Huck, a reddish-brown toy poodle, came into the lives of Elder, her husband, Richard Pinsky, and their son, Michael, following an arduous year the family had spent dealing with Elder’s breast cancer. She had had a sick parent and knew how hard it is on a child to watch a parent suffer through grave illness. Michael had been asking for a dog since he was a tiny child but because they lived in an apartment on the Upper East Side, Janet and Rich had always maintained that a dog would be too much trouble.

Once she was diagnosed with cancer, though, Elder realized that promising Michael a puppy at the end of her treatments would offer just the beacon of hope he needed at such a scary time. She had no way of knowing just what a talisman of hope Huck would become for all of them.

Several months after Huck’s arrival, the family decided to celebrate the end of Elder’s yearlong cancer battle by taking a trip to Florida to see the Yankees at spring training. Huck would stay with Elder’s sister, Barbara, and her family in Ramsey, NJ. They had barely begun their vacation, however, when they received a call from Barbara that Huck had escaped from the yard and was missing. Without hesitation, Rich, Janet and Michael headed home on the first flight they could book. Huck meant too much to all of them by then. He represented the joy and new life that can follow suffering and fear.

Rather than commute back and forth from Manhattan, they settled into a hotel in New Jersey and set out to do what would have sounded like the impossible to most people -- to find a tiny puppy lost in an unfamiliar town, surrounded by dense woods filled with wild animals and birds of prey and streets with fast moving cars.

Working from before sunrise until after dark, even in the rain, they papered Ramsey and nearby Mahwah, Allendale and Wyckoff with posters featuring Huck and offering a $1,000 reward. They knocked on doors, stopped people on the street and drove and walked around for hours calling out Huck’s name. Even after nights of subfreezing temperatures when Janet and Rich secretly wondered if Huck could survive, they kept looking.

And they weren’t alone. They were helped by scores of townspeople who set aside their plans to look for the strangers’ dog, to distribute their posters, to make copies, to offer prayers. Then, early on Sunday morning, several days after Huck had disappeared, thanks to one of these caring townspeople, their miracle came true and Michael once again held Huck in his arms.

“We ate our bagels and watched Huck play on the floor, as though the harrowing adventure of the last few days had not even happened,” Elder writes. “But it did happen. And it had a happy ending. We learned a lot about the heart of a small town and the extraordinary level of concern one stranger can show another.

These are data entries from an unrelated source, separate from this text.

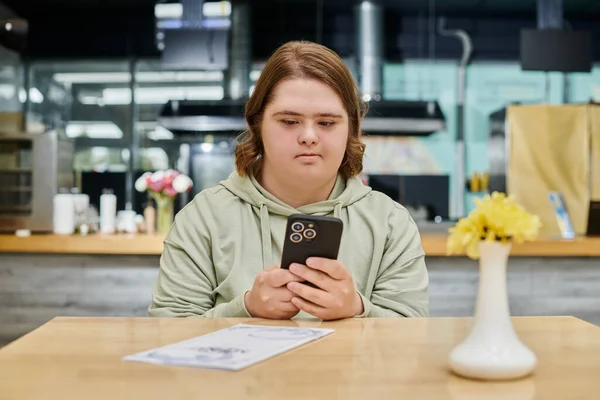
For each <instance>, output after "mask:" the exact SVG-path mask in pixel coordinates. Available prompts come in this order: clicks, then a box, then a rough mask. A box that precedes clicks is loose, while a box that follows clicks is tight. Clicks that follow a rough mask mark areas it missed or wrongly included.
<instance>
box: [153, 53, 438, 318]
mask: <svg viewBox="0 0 600 400" xmlns="http://www.w3.org/2000/svg"><path fill="white" fill-rule="evenodd" d="M364 111H365V108H364V104H363V103H362V102H361V100H360V94H359V90H358V88H357V86H356V84H355V82H354V80H353V79H352V75H351V73H350V71H349V70H348V68H347V67H346V66H345V64H344V63H343V61H342V60H341V59H340V58H339V57H338V56H337V55H336V54H335V53H334V52H333V51H331V50H329V49H328V48H326V47H323V46H321V45H317V44H314V43H307V42H290V43H287V44H285V45H283V46H282V47H280V48H279V49H278V50H277V51H276V52H275V53H274V54H273V55H272V56H271V58H270V59H269V60H268V61H267V63H266V64H265V67H264V69H263V71H262V73H261V75H260V78H259V80H258V82H257V83H256V86H255V90H254V92H253V94H252V96H251V97H250V99H249V101H248V103H247V105H246V121H247V123H248V127H249V129H248V131H247V132H245V134H244V135H243V136H242V140H241V141H240V143H239V144H238V146H237V148H236V151H235V163H236V170H237V171H236V172H234V173H232V174H231V175H230V176H229V178H228V179H227V180H225V181H223V182H221V183H220V184H219V185H218V186H216V187H213V188H210V189H207V190H204V191H202V192H201V193H199V194H198V195H197V196H196V197H195V198H194V200H193V201H191V202H190V203H189V204H188V205H187V206H186V207H185V208H184V209H183V210H181V212H179V213H178V214H177V216H176V218H175V222H174V224H173V227H172V229H171V231H170V232H169V234H168V235H167V237H166V239H165V242H164V245H165V247H164V252H163V254H162V257H161V260H160V272H159V276H158V279H157V282H156V284H155V286H154V290H153V297H152V304H151V305H150V307H149V314H150V315H151V316H157V317H165V316H173V317H179V316H203V317H262V318H272V319H288V318H292V317H296V316H297V317H303V316H304V317H310V316H313V317H317V318H321V319H323V320H332V319H340V318H349V317H424V316H428V315H429V307H428V293H427V290H428V283H429V279H428V274H427V269H426V266H425V255H424V252H423V249H422V247H421V241H420V237H419V232H418V230H417V227H416V225H415V223H414V221H413V220H412V219H411V217H410V215H409V213H408V212H407V210H406V209H405V208H404V207H402V206H401V205H399V204H398V203H396V202H394V201H393V200H392V199H390V198H389V197H387V196H386V195H384V194H382V193H379V192H376V191H372V190H371V188H369V187H368V186H365V185H363V183H362V181H361V180H360V178H359V177H357V174H359V173H360V172H361V171H362V159H363V153H364V149H365V146H364V144H363V143H362V142H361V130H360V123H361V119H362V117H363V116H364ZM295 213H304V214H314V215H333V216H335V217H337V218H339V219H341V220H342V221H343V223H344V232H343V237H342V243H341V247H340V254H339V257H338V260H327V259H321V258H313V259H309V260H308V261H307V265H296V264H294V265H292V266H291V267H290V269H289V270H286V269H281V268H279V265H278V264H279V262H280V260H281V252H282V248H283V241H284V233H285V227H286V223H287V217H288V216H289V215H291V214H295ZM304 281H309V282H311V283H313V284H314V286H315V287H311V286H309V285H306V284H304V283H301V282H304Z"/></svg>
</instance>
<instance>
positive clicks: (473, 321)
mask: <svg viewBox="0 0 600 400" xmlns="http://www.w3.org/2000/svg"><path fill="white" fill-rule="evenodd" d="M510 249H511V246H510V245H503V244H501V243H496V242H494V243H489V242H481V243H480V244H479V251H480V258H479V287H478V291H477V304H476V307H475V318H474V319H473V325H472V327H471V331H470V333H469V335H468V336H467V338H466V339H465V340H464V341H463V342H462V343H460V344H459V345H458V346H457V347H455V348H454V349H453V350H452V352H451V353H450V360H449V362H450V368H451V369H452V370H453V371H454V372H455V373H456V374H458V375H461V376H464V377H467V378H473V379H482V380H506V379H517V378H521V377H524V376H527V375H529V374H530V373H531V372H533V370H534V369H535V366H536V364H537V359H536V357H535V354H533V352H532V351H531V350H529V349H528V348H527V347H526V346H525V345H524V344H523V343H522V342H521V341H520V340H519V338H518V336H517V334H516V332H515V329H514V326H513V324H512V321H511V318H510V311H509V306H508V292H507V289H506V286H507V285H506V281H507V276H506V266H507V263H508V257H509V254H510Z"/></svg>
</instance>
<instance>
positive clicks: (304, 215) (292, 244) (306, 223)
mask: <svg viewBox="0 0 600 400" xmlns="http://www.w3.org/2000/svg"><path fill="white" fill-rule="evenodd" d="M343 228H344V224H343V222H342V220H341V219H339V218H334V217H324V216H316V215H305V214H292V215H290V216H289V217H288V221H287V227H286V229H285V240H284V242H283V254H282V256H281V268H286V269H287V268H289V267H290V265H291V264H292V263H298V264H304V265H306V260H307V259H308V258H309V257H321V258H328V259H332V260H337V257H338V253H339V250H340V243H341V241H342V231H343Z"/></svg>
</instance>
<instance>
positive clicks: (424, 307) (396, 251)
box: [357, 203, 429, 318]
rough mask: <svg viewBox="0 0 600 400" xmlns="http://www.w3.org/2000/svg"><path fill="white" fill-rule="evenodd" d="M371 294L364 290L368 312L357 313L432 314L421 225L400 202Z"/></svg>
mask: <svg viewBox="0 0 600 400" xmlns="http://www.w3.org/2000/svg"><path fill="white" fill-rule="evenodd" d="M394 204H395V207H394V209H393V211H392V213H391V215H390V219H389V229H390V230H389V235H388V240H387V243H386V246H385V249H384V253H383V257H382V259H381V264H380V266H379V272H378V276H377V280H376V282H375V285H374V288H373V292H372V294H371V298H370V299H367V298H366V297H365V296H363V295H362V294H361V293H360V292H359V294H360V296H361V298H362V301H363V305H364V312H363V314H361V315H358V316H357V317H370V318H382V317H428V316H429V295H428V287H429V275H428V273H427V267H426V266H425V252H424V251H423V248H422V246H421V237H420V235H419V230H418V228H417V225H416V224H415V222H414V221H413V219H412V218H411V216H410V214H409V213H408V211H407V210H406V209H405V208H404V207H402V206H400V205H399V204H397V203H394Z"/></svg>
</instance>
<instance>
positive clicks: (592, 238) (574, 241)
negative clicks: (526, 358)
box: [0, 232, 600, 257]
mask: <svg viewBox="0 0 600 400" xmlns="http://www.w3.org/2000/svg"><path fill="white" fill-rule="evenodd" d="M447 239H448V235H446V234H441V233H427V232H425V233H422V234H421V241H422V243H423V248H424V250H425V253H426V254H427V255H428V256H430V257H435V256H438V257H439V256H441V257H444V256H446V255H447V254H446V241H447ZM163 240H164V236H162V235H144V234H139V235H126V234H122V235H101V234H93V235H88V236H79V235H68V236H62V235H51V234H43V235H40V234H38V235H32V236H29V237H25V238H21V237H17V236H15V235H11V234H0V253H46V254H108V255H157V256H158V255H160V254H161V253H162V251H163ZM511 254H512V255H513V256H526V257H529V256H535V257H600V237H578V238H576V239H573V240H564V239H558V238H540V239H539V240H536V241H535V242H526V243H523V244H520V245H514V246H513V249H512V252H511ZM460 255H462V254H460Z"/></svg>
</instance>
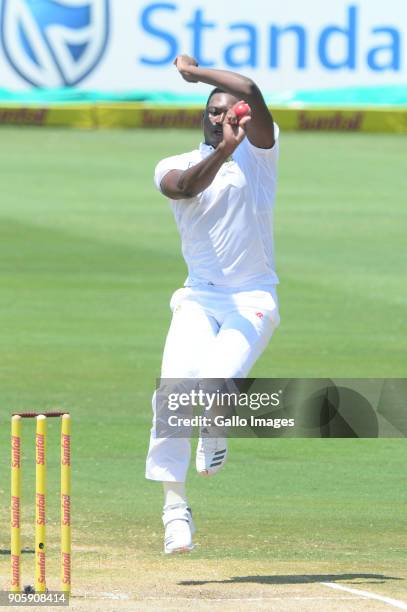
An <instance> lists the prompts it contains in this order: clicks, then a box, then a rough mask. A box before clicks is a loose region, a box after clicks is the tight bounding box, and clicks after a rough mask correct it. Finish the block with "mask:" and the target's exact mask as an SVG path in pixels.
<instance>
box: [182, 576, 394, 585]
mask: <svg viewBox="0 0 407 612" xmlns="http://www.w3.org/2000/svg"><path fill="white" fill-rule="evenodd" d="M361 579H362V580H363V581H364V583H365V584H382V583H384V582H385V581H386V580H404V578H399V577H397V576H384V575H383V574H299V575H297V576H285V575H282V576H233V577H232V578H228V579H227V580H183V581H182V582H179V583H178V584H179V585H183V586H202V585H204V584H238V583H244V582H249V583H253V584H312V583H314V582H336V581H341V582H342V581H352V580H361ZM358 584H361V583H358ZM362 584H363V583H362Z"/></svg>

We learned a lot about ourselves, too, about tenacity and grit and our devotion to one another.”

I’m not going to put this book on a shelf with my others. I’m going to prop it up in a prominent place where I will see it many times a day. Not just because I love looking at Huck’s dear face, but because I want the reminder to believe in the possible and to fight for it without giving up hope. And the reminder to ask for help because it can be surrounding me all along without my even knowing it.